The Saga continues. I come back from a couple days on the coast to find a bottle of green solution beside plants in courtyard. Frank, our local garden expert had said he'd drop off an Aphid-ridding solution. So I used it for three days spraying under and over the leaves. I thanked Frank for his Aphid-Be-Gone concoction but said the plants are withering and the Aphids are still partying far too hard .He said he didn't drop off anything. Turns out our engineer was cleaning a plastic sign with industrial strength cleaner and accidently left it beside the plants.
This also explains why the first jalapeno we harvested tasted like plastic.

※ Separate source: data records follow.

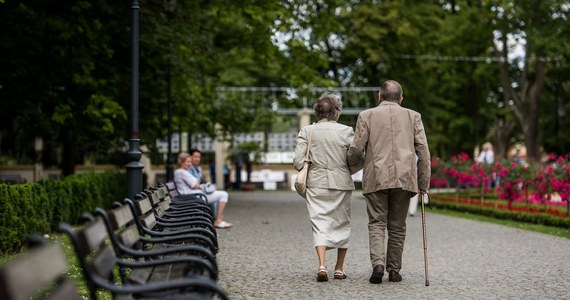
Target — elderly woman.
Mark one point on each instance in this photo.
(329, 181)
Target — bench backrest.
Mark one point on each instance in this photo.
(124, 227)
(40, 269)
(96, 257)
(172, 189)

When the aphids first leached onto the underside and pepper buds I invested in a bag of ladybugs. It was actually a 2 for one sale, so I bought 500 and got 500 free. This would be the eco-friendly way to rid my infestation.Each lady bug would eat 7 aphids a day I was told. That's 7,000 a day. I put them out at night as per instructions and expected the feast to begin immediatly. I had hope in my lady killers.

The next morning I discovered the entire flock of ladybugs had flown off. And they obviously left on empty stomachs. My next purchase was a 10 dollar bottle of stuff I'll simply say was not the 'Be-All' it promised on the label. Somewhere under a microscope the aphids were enjoying the soapy solution, laying back, scrubbing themselves and chewing away on the peppers.

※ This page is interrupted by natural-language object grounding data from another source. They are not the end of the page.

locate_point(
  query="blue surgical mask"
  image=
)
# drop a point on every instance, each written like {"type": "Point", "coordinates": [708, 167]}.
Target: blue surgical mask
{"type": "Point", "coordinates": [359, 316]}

Several days of rain and cold came to the courtyard in late June. This would finish off the little buggers. But alas somewhere in Western Canada was getting far more rain and wind and just like tourists, aphids came from across the west to be with their Kelowna friends ...ON MY PLANTS.

Even the light detergent was useless. It was more like an aphidisiac with one aphid on top of another in a Hot Thai and Habanero love-fest.

Today the wasps arrived. I'm quite happy. They are glomming onto the leaves. They are even building a nest in the courtyard. Some fly through the open door and that makes for nervous staff. When I spray, they swarm and somewhere through that swarm are my pepper plants and I don't care to venture much closer to see if the aphids are still around.